Valemount Marina Fishing Derby 2014 kinbasket lake (6)

By: Korie Marshall

Kinbasket Reservoir has reached its highest expected elevation this year, and is expected to drop for the rest of the summer, said BC Hydro staff last week.

BC Hydro held a conference call last week for elected officials and members of the Columbia Basin Regional Advisory Committee to provide an update on the Arrow Lakes reservoir operations. Records show the water supply forecast for the Columbia Basin is 67 per cent of average, making this the third driest year on record since 1960. It is not as dry in the Canadian portion of the basin, but the drought conditions in the southern end, including the Snake River basin which joins the Columbia River near the Oregon border, have kicked in dry-year provisions of the Columbia River Treaty, including proportional draft, which started in May. That means all reservoirs on the system have to let a certain amount of water out to keep minimum flows in the river up.

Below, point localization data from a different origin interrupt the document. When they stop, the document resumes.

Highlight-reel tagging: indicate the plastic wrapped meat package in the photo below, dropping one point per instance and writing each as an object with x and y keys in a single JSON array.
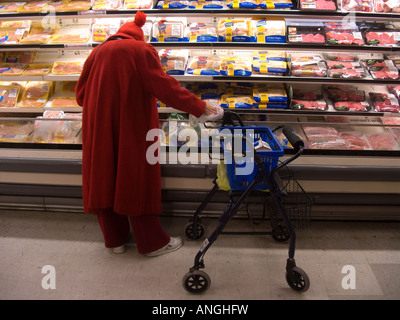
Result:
[
  {"x": 174, "y": 61},
  {"x": 381, "y": 68},
  {"x": 36, "y": 94},
  {"x": 138, "y": 4},
  {"x": 308, "y": 66},
  {"x": 385, "y": 102},
  {"x": 324, "y": 138},
  {"x": 8, "y": 96},
  {"x": 320, "y": 5},
  {"x": 234, "y": 30},
  {"x": 16, "y": 131},
  {"x": 200, "y": 32},
  {"x": 343, "y": 33},
  {"x": 387, "y": 6},
  {"x": 236, "y": 66},
  {"x": 204, "y": 65},
  {"x": 168, "y": 31},
  {"x": 268, "y": 30},
  {"x": 108, "y": 5},
  {"x": 358, "y": 5},
  {"x": 305, "y": 31}
]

Staff says the recent non-treaty storage agreement meant BC Hydro was able to keep the Arrow Lakes higher than otherwise, and an additional agreement signed last week with the US was wholly for the benefit of keeping levels higher in Arrow. Darren Shurbot Manager of System Optimization and Operations with BC Hydro, says the Arrow Lakes are currently 10 feet higher than they would have been in 2001 (the most recent dry year) because of new agreements with the US and because of additional generation at Mica, which allowed more flow from Kinbasket into Revelstoke and the Arrows.

Staff says BC Hydro continues to run Mica generating station over the stations in the Peace area, but power demand has been lower. Shurbot says it is a huge economic impact for the corporation and rate-payers if water is let out of Kinbasket through spillways rather than through the turbines to generate electricity.

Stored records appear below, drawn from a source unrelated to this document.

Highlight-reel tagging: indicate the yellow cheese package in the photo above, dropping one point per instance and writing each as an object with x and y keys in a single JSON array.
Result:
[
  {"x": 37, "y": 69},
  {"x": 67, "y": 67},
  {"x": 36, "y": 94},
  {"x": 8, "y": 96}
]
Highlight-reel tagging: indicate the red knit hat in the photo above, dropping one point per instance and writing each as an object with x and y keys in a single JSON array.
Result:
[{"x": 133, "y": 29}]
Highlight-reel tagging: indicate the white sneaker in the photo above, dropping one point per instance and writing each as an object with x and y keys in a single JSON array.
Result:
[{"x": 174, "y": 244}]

As of July 23rd, the Arrow Lakes reservoir was at 1419.9 feet, about 15 feet lower than it was this time last year. BC Hydro’s water licence is for between 1378 and 1444 feet. Levels up to 1446 may be required for flood risk management in Canada and the US under the Columbia Basin Treaty.
As of July 27th, Kinbasket Reservoir was at 2462.9 feet. That is near what it was this time last year, but levels continued to rise to nearly normal full pool at 2475 feet in early September 2014. It dropped slightly through October, and then peaked near full pool again in November 2014.

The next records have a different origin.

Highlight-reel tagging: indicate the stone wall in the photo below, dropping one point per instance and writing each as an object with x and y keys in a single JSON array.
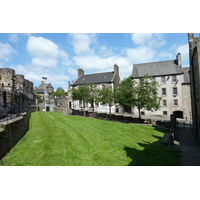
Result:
[
  {"x": 13, "y": 130},
  {"x": 186, "y": 101}
]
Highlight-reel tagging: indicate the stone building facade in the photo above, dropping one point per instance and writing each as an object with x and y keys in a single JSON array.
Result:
[
  {"x": 194, "y": 53},
  {"x": 174, "y": 88},
  {"x": 101, "y": 80},
  {"x": 40, "y": 90},
  {"x": 15, "y": 88}
]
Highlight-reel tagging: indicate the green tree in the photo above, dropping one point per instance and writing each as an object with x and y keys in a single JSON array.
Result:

Kinbasket reached its lowest point this year of 2417.9 feet on May 15th, about 35 feet above where it was on the same date in 2014. An update from BC Hydro last week says the reservoir reached its peak level for this year of 2463.8 feet on July 15th. Currently the reservoir is expected to draft (drop) to between 2456 and 2462 feet by the end of August. The toe of BC Hydro’s lowest ramp at the Valemount Marina is about 2385 feet.